Importance Cardiovascular disease (CVD) is increased in people with HIV (PWH) and
is characterized by premature noncalcified coronary plaque. In the Randomized Trial
to Prevent Vascular Events in HIV (REPRIEVE), pitavastatin reduced major adverse cardiovascular
events (MACE) by 35% over a median of 5.1 years. Objective To investigate the effects
of pitavastatin on noncalcified coronary artery plaque by coronary computed tomography
angiography (CTA) and on inflammatory biomarkers as potential mechanisms for MACE
prevention. Design, Setting, and Participants This double-blind, placebo-controlled
randomized clinical trial enrolled participants from April 2015 to February 2018 at
31 US clinical research sites. PWH without known CVD who were taking antiretroviral
therapy and had low to moderate 10-year CVD risk were included. Data were analyzed
from April to November 2023. Intervention Oral pitavastatin calcium, 4 mg per day.
Main Outcomes and Measures Coronary CTA and inflammatory biomarkers at baseline and
24 months. The primary outcomes were change in noncalcified coronary plaque volume
and progression of noncalcified plaque. Results Of 804 enrolled persons, 774 had at
least 1 evaluable CTA. Plaque changes were assessed in 611 who completed both CT scans.
Of 611 analyzed participants, 513 (84.0%) were male, the mean (SD) age was 51 (6)

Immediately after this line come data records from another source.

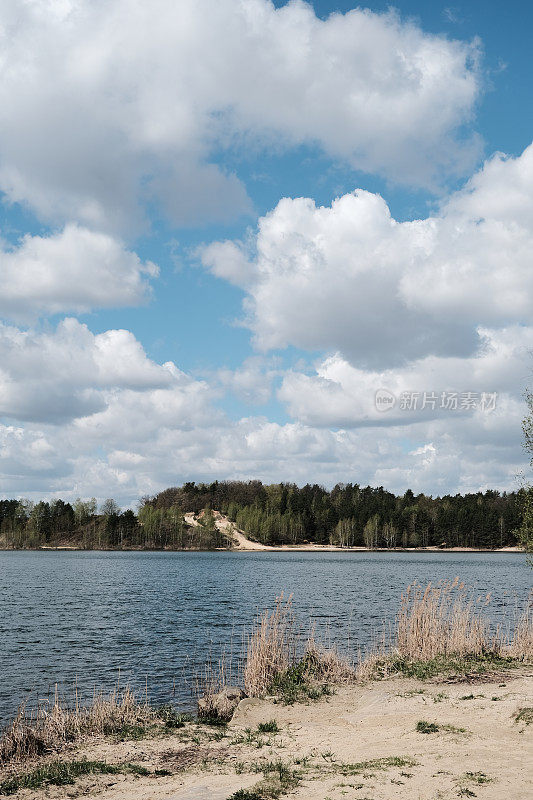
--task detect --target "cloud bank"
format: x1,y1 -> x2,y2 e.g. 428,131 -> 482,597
201,145 -> 533,369
0,0 -> 481,233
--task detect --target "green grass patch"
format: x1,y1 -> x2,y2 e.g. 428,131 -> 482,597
156,703 -> 194,729
514,708 -> 533,725
257,719 -> 279,733
335,756 -> 418,775
268,656 -> 333,705
0,760 -> 158,795
228,761 -> 300,800
416,719 -> 440,733
380,653 -> 522,681
416,719 -> 468,733
461,772 -> 493,784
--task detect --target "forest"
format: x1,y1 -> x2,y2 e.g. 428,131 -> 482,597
0,481 -> 526,550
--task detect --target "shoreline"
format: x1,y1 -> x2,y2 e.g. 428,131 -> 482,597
0,666 -> 533,800
0,540 -> 526,555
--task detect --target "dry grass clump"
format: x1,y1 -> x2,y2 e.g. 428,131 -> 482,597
0,688 -> 155,767
243,594 -> 298,697
396,578 -> 494,661
303,634 -> 356,686
357,578 -> 533,680
506,594 -> 533,661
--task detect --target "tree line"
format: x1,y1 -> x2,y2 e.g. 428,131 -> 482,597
150,481 -> 524,549
0,498 -> 222,550
0,481 -> 526,550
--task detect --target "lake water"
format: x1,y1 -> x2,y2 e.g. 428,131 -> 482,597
0,552 -> 533,720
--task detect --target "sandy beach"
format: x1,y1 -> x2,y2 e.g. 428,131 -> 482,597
7,668 -> 533,800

years, and the median (IQR) 10-year CVD risk was 4.5% (2.6-7.0). A total of 302 were
included in the pitavastatin arm and 309 in the placebo arm. The mean noncalcified
plaque volume decreased with pitavastatin compared with placebo (mean [SD] change,
-1.7 [25.2] mm(3) vs 2.6 [27.1] mm(3); baseline adjusted difference, -4.3 mm(3); 95%
CI, -8.6 to -0.1; P = .04; 7% [95% CI, 1-12] greater reduction relative to placebo).

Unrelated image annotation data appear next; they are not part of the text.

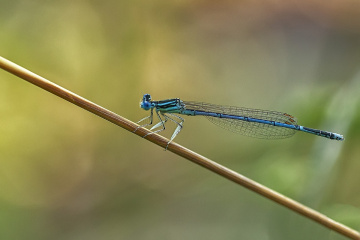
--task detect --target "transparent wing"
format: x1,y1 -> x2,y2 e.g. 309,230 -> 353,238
184,102 -> 297,139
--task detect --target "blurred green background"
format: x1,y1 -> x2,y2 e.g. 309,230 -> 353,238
0,0 -> 360,240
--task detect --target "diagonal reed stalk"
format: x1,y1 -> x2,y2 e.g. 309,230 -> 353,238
0,57 -> 360,239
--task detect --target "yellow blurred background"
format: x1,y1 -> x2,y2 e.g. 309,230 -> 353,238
0,0 -> 360,240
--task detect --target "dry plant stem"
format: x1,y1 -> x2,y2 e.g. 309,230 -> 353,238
0,54 -> 360,239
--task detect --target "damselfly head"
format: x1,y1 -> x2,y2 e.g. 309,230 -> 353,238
140,94 -> 151,110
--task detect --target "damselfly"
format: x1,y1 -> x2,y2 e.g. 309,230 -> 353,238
138,94 -> 344,146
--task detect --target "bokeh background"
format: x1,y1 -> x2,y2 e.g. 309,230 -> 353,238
0,0 -> 360,240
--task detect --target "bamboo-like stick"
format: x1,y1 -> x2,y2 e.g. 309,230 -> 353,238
0,57 -> 360,239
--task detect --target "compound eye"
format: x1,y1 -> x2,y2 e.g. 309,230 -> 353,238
140,102 -> 151,110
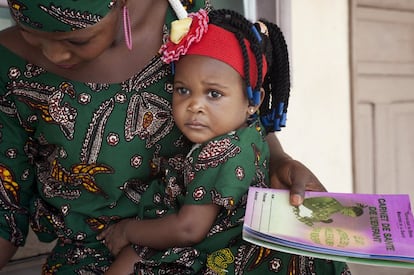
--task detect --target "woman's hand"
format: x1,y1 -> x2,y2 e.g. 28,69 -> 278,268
270,158 -> 326,206
266,133 -> 326,206
96,219 -> 131,256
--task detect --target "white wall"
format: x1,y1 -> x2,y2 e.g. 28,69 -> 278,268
278,0 -> 352,192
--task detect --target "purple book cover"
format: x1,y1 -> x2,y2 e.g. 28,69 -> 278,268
245,187 -> 414,261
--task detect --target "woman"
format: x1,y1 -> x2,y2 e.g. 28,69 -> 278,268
0,0 -> 342,274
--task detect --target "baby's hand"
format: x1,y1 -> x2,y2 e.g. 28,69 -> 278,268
96,219 -> 130,256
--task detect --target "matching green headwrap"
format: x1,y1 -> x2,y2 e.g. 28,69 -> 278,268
7,0 -> 116,32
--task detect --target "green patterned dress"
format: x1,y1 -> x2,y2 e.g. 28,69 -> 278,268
0,1 -> 347,274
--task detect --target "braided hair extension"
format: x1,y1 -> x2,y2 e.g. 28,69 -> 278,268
256,19 -> 290,130
209,9 -> 290,132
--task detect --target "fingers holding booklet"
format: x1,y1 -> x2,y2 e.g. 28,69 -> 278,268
243,187 -> 414,268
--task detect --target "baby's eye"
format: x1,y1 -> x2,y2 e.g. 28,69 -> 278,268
208,90 -> 222,98
174,87 -> 190,95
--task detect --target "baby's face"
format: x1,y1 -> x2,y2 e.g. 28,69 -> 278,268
172,55 -> 250,143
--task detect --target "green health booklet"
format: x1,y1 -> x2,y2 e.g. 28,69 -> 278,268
243,187 -> 414,268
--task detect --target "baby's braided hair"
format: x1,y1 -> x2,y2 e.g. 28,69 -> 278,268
209,9 -> 290,132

A larger effect size was seen among the subgroup with plaque at baseline (-8.8 mm(3)
[95% CI, -17.9 to 0.4]). Progression of noncalcified plaque was 33% less likely with
pitavastatin compared with placebo (relative risk, 0.67; 95% CI, 0.52-0.88; P = .003).
Compared with placebo, the mean low-density lipoprotein cholesterol decreased with
pitavastatin (mean change: pitavastatin, -28.5 mg/dL; 95% CI, -31.9 to -25.1; placebo,
-0.8; 95% CI, -3.8 to 2.2). The pitavastatin arm had a reduction in both oxidized
low-density lipoprotein (-29% [95% CI, -32 to -26] vs -13% [95% CI, -17 to -9]; P
< .001) and lipoprotein-associated phospholipase A2 (-7% [95% CI, -11 to -4] vs 14%
[95% CI, 10-18]; P < .001) compared with placebo at 24 months. Conclusions and Relevance
In PWH at low to moderate CVD risk, 24 months of pitavastatin reduced noncalcified
plaque volume and progression as well as markers of lipid oxidation and arterial inflammation.
These changes may contribute to the observed MACE reduction in REPRIEVE.